President and pope urge Italy's politicians to tackle crisis
ROME
(Reuters) - Italian President Giorgio Napolitano warned on Thursday of a "poisoned and unstable" climate in Italy as he joined Pope Francis in urging an end to deadlock in efforts to resolve the most serious economic crisis since World War Two.
Napolitano's stark tones and the pope's own call for harmony and renewed efforts to resolve the crisis underlined concern at the incapacity of Italy's political class to deal with its deep-seated economic problems.
Prime Minister Enrico Letta's unwieldy coalition of left and right has struggled to agree on meaningful reforms, with even passage of next year's budget held up by bickering over thousands of amendments tabled in parliament.
Italy is "riven by exasperated divisions in a poisoned and unstable political climate", Napolitano said, lamenting the "difficult times, dominated by intense pressures amid the gravity of the country's problems".
Data on Thursday showed Italy had entered its third year of recession after a decade of stagnation, with youth unemployment at a record high of over 40 percent.

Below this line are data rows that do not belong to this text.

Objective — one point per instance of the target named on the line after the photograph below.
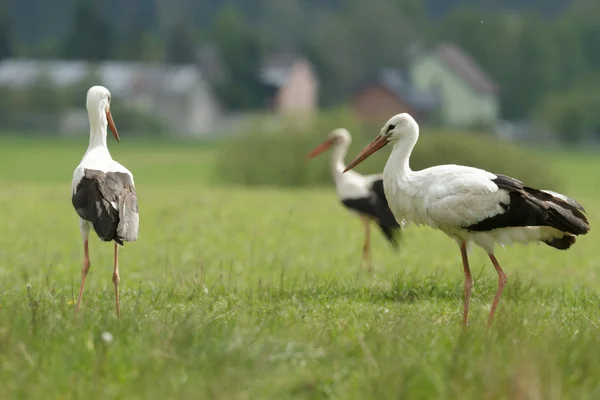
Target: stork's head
(334, 137)
(98, 104)
(399, 127)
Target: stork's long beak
(376, 144)
(111, 125)
(319, 149)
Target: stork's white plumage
(362, 194)
(103, 192)
(472, 205)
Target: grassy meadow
(238, 293)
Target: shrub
(264, 156)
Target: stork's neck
(399, 161)
(98, 124)
(337, 158)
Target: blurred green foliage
(277, 156)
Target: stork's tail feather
(562, 243)
(563, 213)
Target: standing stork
(360, 194)
(103, 192)
(472, 205)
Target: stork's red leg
(468, 283)
(117, 279)
(84, 271)
(366, 257)
(502, 279)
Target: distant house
(388, 93)
(294, 84)
(468, 96)
(177, 94)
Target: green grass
(233, 293)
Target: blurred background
(520, 71)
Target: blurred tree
(180, 44)
(6, 34)
(350, 44)
(283, 23)
(583, 18)
(240, 51)
(538, 71)
(89, 37)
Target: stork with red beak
(360, 194)
(103, 192)
(471, 205)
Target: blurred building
(388, 92)
(467, 95)
(293, 83)
(178, 95)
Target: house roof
(465, 67)
(394, 81)
(123, 78)
(276, 68)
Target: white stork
(103, 192)
(360, 194)
(472, 205)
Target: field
(236, 293)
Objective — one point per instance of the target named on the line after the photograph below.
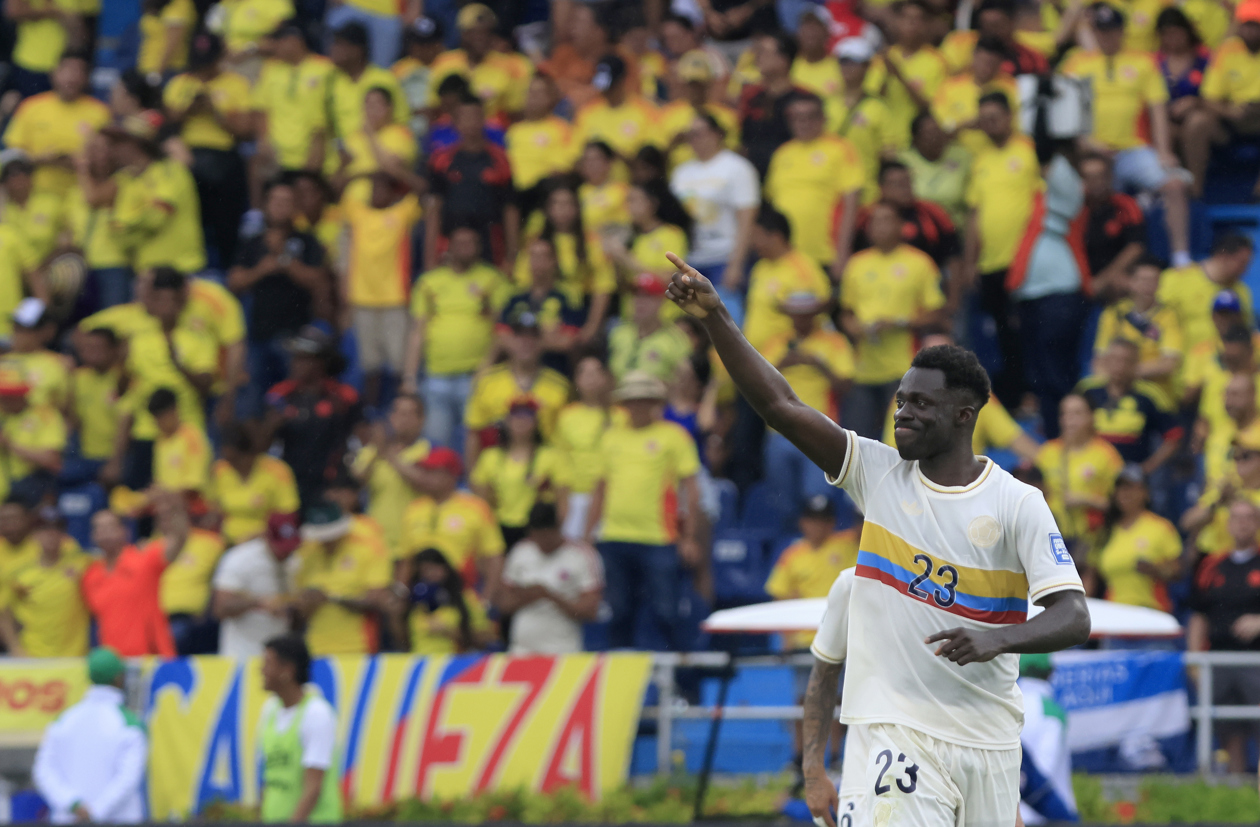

But tensions between the center-right and center-left partners in government have hampered attempts to reform an economy now smaller than it was in 2001, and have raised fears the government could fall apart by spring.
The 88-year-old Napolitano is seen as the guarantor of the awkward government of traditional rivals since he forced Letta's Democratic Party and Silvio Berlusconi's People of Freedom to rule together to end a stalemate after a split election result left no party able to govern alone.
On his first official visit to Napolitano's palace on the Quirinale hill in Rome, Francis, who is head of the tiny Vatican state, said Italy needed to find the creativity to come together and find a common solution to its manifold problems.
Recalling suffering he had seen on parish visits and the immigration emergency at the island of Lampedusa, site of a shipwreck that killed over 360 migrants last month, Francis returned to the theme which has defined his papacy, the need to help the poor.
"It is necessary to multiply efforts to alleviate the consequences and to seize and build on every sign of recovery," Francis said, calling the highest level of unemployment on record one of the crisis' "most painful effects".
Francis became bishop of Rome in March after a fortnight in which the city had neither a government nor a sitting pope due to the post-election stalemate and the shock resignation of his predecessor Benedict.